2026 economic and market outlook
|Summary
As an aggregate, key economic indicators point towards the global economy growing further in out 2026 Economic and Market outlook. In particular, the G20 countries, which account for roughly 80% of the total global GDP are projected to grow by 2.9% next year. India is set to lead the pact, with growth forecast at 6.2% next year, ahead of both China (4.4%) and the US, which is forecasted to grow by only 1.7%, below the G20 average. In addition, headline inflation among G20 countries is expected to slow down further next year from 3.4% to 2.8% cumulatively.
2026 economic indicators
A. GDP Growth
The GDP growth among G20 countries (major economies that collectively account for about 80-85% of the entire global GDP) is expected to taper from 3.2% in 2025 to 2.9% in 2026. According to OECD, this slowdown is attributed to the imposed higher effective tariff rates, which are led by the US. In addition, OECD also weighed in on the likely continuation of global geopolitical and policy turmoil.
B. Inflation
Despite the added economic pressure from tariffs, headline inflation among the G20 countries is expected to further soften from 3.4% in 2025 to 2.8% in 2026. However, one notable outlier is the US, where inflation is expected to increase slightly faster, from 2.7% in 2025 to 3.0% in 2026. This is mainly due to higher input and import costs brought by the universal tariffs imposed by the US.
The US Federal Reserve (Fed) recently made an additional rate cut of 25-bps in December, bringing its policy rate to 3.5%-3.75%, the lowest since 2022. The recent cut followed earlier reductions that began in the second half of 2025, lowering the interest rate from 4.5%, which had held steady from January to August.
This series of rate cuts, while expected to contribute to higher inflation next year, will likely lead to higher asset prices, as interest rate cuts have historically boosted financial markets, as it directly brings down borrowing costs and supports an expansionary economic environment, both of which are bullish signals for companies and investors alike.

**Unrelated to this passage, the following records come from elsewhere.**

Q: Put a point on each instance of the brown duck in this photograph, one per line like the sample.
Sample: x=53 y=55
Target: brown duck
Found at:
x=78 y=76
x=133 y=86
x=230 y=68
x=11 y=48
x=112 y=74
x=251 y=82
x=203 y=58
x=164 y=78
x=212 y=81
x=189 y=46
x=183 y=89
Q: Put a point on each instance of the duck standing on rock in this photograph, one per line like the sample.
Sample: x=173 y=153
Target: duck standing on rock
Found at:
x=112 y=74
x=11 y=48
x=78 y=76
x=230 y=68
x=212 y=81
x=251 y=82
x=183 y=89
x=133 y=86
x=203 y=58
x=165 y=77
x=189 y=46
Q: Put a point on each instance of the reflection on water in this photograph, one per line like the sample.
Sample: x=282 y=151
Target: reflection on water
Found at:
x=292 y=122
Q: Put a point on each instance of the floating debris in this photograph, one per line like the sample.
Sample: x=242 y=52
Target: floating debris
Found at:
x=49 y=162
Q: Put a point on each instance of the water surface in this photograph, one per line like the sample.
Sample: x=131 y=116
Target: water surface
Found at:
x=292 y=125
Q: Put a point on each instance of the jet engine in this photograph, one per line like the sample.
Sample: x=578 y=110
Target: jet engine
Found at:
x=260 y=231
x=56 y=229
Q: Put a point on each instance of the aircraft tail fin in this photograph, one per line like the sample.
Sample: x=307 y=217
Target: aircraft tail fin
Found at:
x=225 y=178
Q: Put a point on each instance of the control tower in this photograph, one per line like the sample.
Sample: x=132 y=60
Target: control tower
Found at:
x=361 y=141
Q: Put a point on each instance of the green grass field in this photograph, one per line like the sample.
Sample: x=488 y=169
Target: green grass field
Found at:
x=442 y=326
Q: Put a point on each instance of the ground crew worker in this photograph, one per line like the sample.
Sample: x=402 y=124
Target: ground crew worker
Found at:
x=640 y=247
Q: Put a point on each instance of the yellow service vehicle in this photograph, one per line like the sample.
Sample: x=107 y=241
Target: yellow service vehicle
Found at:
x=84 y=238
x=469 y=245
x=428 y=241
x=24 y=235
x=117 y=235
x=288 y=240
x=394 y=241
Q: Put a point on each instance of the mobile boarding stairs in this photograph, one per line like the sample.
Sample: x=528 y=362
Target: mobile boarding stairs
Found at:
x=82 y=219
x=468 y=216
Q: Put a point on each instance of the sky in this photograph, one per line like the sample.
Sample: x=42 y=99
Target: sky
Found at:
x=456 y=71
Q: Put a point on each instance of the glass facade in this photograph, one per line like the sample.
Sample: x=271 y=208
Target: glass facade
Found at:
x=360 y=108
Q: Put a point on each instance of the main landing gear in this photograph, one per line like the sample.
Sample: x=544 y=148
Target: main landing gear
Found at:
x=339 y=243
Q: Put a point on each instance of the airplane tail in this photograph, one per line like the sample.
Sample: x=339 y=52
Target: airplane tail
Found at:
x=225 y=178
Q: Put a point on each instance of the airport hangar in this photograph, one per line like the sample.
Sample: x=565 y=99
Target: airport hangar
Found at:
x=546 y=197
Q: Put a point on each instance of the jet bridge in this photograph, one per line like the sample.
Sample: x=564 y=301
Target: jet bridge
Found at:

C. 2026 major economic risk
In 2026, the main economic risk we believe will have a significant, outsized, and far-reaching impact on the global economy is a potential resurgence of trade barriers, led by either (or both) of the two largest economies, the US and China. In 2025, we witnessed how the exchange of higher tariffs between the two has not only significantly impacted these two major actors but also the entire global economy (this is on top of the universal tariffs that the US imposes on almost all countries).
Furthermore, we saw how input costs and general prices have increased as either a direct or indirect result of these tariffs (including the retaliatory measures made by China and other countries, which exacerbated the negative impact on the global economy). In fact, the general consensus is that the overall global economy, including the US and China, could have grown further if these trade barriers had not been imposed.
Market analysis
2025 review and 2026 forecast
Summary: US financial markets have performed exceptionally well in 2025, shattering early expectations of a longer-lasting pullback and consolidation following a major bearish move from late February to April. In fact, all three major indices (S&P 500, NASDAQ 100, and Dow Jones) reached historic highs in the second half of the year and continued into December 2025. As the year closes, all three major indices are poised to post well-above-average yearly double-digit growth.
2025 overview
The S&P 500 Index (SPX) is currently up by more than 17% Year-to-Date. This is remarkable, given that it experienced a sharp double-digit decline from late February through April (as shown in the image). Since April, it has rebounded and proceeded to move in a strong upward fashion, creating new all-time highs in the second half of the year. Hence, it’s heading into 2026 with a strong bullish momentum.
2026 market outlook
Best-case scenario: SPX breaks above 8,000 and moves into the 8,000 and 8,500 levels before the year ends.
Base scenario: SPX stabilizes and moves between 7,000 and 7,900 throughout the year.
Worst-case scenario: SPX fails to break 7,000 and moves under this price level for the rest of the year.